Vincent mentioned that small business owners generally demand the same kind of digital capabilities that they enjoy in their personal lives, and typically, they may even manage their corporate money alongside their personal accounts. On the other side, huge Fintech companies frequently have a greater understanding of this matter than traditional banks, and more crucially, they are agile and technologically advanced. This implies that they can develop fresh goods and services that meet the demands of small enterprises extremely quickly.
Given the distinct demands and requirements when it comes to supporting services, Banks that sell products to large-scale enterprises may not always be a good fit for small businesses. Straathof argued that because fintechs provide cutting-edge tools like cash flow forecasting – which are offered by Tide, Xero, and Nuula, among others – they are typically more suited to assist small firms.

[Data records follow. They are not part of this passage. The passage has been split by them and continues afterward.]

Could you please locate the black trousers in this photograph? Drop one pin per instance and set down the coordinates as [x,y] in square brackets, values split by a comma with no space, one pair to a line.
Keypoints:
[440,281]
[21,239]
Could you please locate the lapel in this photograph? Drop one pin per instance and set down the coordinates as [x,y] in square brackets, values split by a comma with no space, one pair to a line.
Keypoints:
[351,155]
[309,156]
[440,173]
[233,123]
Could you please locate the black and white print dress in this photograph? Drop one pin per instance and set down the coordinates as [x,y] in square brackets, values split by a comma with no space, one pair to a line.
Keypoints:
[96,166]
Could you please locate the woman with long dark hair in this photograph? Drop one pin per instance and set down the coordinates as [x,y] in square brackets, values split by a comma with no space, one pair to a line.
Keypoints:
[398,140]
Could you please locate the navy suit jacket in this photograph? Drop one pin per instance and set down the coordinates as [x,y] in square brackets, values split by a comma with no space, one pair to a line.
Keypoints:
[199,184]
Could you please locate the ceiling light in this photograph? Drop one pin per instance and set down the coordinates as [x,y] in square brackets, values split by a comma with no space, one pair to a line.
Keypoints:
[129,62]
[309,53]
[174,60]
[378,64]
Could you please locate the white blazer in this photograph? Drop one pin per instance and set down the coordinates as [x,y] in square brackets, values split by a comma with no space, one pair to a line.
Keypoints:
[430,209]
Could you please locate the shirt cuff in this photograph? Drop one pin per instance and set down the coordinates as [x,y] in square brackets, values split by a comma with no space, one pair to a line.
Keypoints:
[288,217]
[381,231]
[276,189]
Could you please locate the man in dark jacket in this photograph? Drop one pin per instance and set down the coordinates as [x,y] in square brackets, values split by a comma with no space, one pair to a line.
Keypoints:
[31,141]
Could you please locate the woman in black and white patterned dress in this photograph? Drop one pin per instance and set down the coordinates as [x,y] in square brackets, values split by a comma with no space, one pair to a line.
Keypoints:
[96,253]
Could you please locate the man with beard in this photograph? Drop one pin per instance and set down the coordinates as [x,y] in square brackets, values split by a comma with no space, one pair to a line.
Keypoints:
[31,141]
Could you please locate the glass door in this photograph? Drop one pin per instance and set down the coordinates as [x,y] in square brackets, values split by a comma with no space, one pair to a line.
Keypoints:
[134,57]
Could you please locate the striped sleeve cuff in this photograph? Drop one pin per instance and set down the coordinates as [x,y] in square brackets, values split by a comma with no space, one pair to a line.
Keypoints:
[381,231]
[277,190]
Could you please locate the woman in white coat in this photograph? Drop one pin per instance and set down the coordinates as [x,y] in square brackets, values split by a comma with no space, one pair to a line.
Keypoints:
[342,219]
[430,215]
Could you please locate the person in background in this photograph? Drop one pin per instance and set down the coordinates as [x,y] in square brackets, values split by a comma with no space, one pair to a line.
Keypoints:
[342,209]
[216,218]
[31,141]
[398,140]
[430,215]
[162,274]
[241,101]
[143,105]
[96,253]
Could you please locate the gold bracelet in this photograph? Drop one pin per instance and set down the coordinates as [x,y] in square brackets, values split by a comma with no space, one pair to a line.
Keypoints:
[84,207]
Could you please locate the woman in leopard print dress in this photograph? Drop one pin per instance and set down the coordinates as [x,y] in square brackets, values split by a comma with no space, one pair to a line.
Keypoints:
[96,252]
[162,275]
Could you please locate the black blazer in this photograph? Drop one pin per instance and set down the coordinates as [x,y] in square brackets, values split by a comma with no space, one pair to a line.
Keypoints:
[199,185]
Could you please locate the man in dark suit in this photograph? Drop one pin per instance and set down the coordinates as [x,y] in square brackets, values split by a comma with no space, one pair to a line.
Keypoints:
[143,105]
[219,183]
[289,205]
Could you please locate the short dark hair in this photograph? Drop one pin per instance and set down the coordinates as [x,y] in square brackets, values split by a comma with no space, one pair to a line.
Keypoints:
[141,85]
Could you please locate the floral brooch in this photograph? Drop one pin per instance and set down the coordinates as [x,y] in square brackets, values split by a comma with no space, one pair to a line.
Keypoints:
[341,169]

He suggested that through third-party Open Banking providers like Plaid and TrueLayer, Fintech companies may fill the gap to connect lenders to small business owners’ existing systems, data mechanisms, and bank accounts.

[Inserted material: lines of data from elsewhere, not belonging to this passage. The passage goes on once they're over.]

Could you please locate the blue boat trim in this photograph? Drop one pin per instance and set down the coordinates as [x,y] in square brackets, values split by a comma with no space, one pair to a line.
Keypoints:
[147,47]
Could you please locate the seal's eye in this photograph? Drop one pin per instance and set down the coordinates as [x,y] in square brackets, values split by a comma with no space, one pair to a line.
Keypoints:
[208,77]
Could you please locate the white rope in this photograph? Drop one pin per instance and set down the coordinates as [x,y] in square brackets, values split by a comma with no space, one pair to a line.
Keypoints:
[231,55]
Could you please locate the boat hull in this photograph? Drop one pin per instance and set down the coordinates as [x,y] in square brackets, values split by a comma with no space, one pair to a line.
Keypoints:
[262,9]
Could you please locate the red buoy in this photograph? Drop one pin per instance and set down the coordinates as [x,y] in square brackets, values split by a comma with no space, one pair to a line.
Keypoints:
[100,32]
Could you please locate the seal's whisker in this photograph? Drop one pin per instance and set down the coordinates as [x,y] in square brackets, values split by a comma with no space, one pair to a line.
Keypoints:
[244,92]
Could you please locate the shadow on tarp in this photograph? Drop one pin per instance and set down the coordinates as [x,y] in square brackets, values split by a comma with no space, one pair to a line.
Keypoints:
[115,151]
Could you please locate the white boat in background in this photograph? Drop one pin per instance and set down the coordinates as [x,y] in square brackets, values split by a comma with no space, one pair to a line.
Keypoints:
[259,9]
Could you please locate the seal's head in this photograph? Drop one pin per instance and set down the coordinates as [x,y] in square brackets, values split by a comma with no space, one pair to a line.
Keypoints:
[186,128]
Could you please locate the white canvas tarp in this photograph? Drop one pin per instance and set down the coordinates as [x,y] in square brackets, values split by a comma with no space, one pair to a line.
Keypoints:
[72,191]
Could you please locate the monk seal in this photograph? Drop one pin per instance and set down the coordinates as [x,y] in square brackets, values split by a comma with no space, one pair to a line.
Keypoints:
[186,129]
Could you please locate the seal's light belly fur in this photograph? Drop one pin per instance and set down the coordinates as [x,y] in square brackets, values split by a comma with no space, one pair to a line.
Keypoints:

Fintechs can offer estimates of cash flow requirements so SME owners can determine whether they have enough money on hand, identify any overdue invoices, and, if necessary, get assistance with collections.
Straatof noted Kolleno as another illustration of a top-notch fintech that supports credit control solutions for small firms.

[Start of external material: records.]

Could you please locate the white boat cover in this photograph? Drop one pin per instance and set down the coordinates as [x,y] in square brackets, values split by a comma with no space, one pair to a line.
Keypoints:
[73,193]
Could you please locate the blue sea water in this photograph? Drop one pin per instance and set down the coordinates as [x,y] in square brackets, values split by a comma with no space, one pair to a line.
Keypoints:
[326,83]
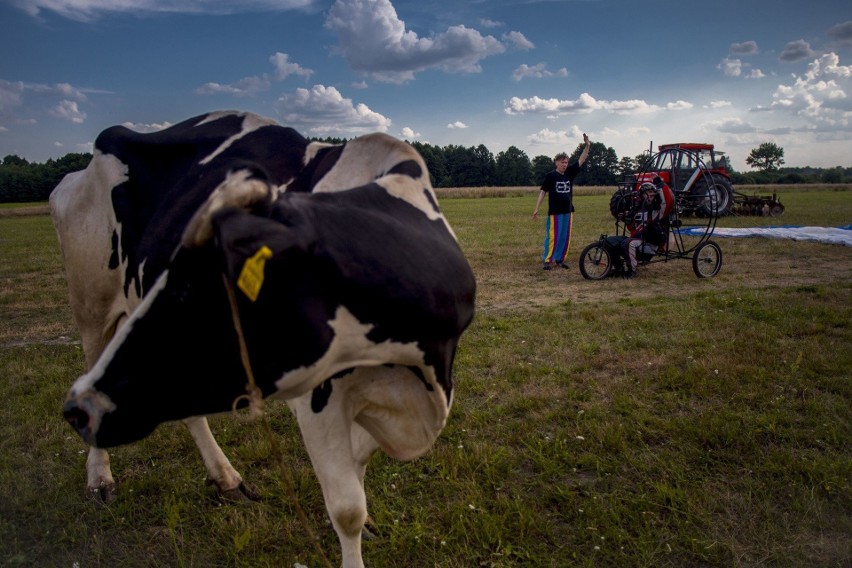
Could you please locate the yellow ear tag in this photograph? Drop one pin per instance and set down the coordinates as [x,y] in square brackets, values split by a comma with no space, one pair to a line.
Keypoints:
[251,276]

In most cases, small and medium-sized business owners benchmark and compare banking services and select the fintech that best meets their requirements.
According to Straathof, a firm must ask itself a full range of questions in addition to ensuring that the standard functionality was met. These includes:
Straathof mentioned that many banking enterprises available in the competition do not currently offer SME lending products. He also added that even though most established banking companies do have relevant loan products available, most of them rarely approve SMEs.
Finding the ideal banking partner is not simple. And as mentioned by Straathof, the big question marks that should be asked are the aforementioned items for Open Banking, cash flow forecasting, accounting integration, and finance services.
Although it may be challenging to provide an immediate response to these queries, these should still be asked and answered, nonetheless.
Straathof also indicated that by harnessing and leveraging the data that SMEs have, Fintech organizations like Liberis should be able to work with many different ecosystems to offer the appropriate finance, to the right SME owners, at the right time.
According to Vincent, if we are going to look at the current trends and directions that retail banking is coursing, we should expect good progress and bright tomorrow for small and medium-sized banking enterprises. He added that digital services that we use on a daily basis are gradually entering the SME space since financial service companies are making significant investments to enhance their offerings to small businesses.
On top of these, a modernized and digital bank with the functionality of a “Super App” that offers products and services such as forecasting, reporting, accounting, payment transactions, invoicing, crypto and stock monitoring, etc., along with lending options available to businesses at the right time – all in one dashboard – is what Straathof calls a “mega-trend” for the next two years.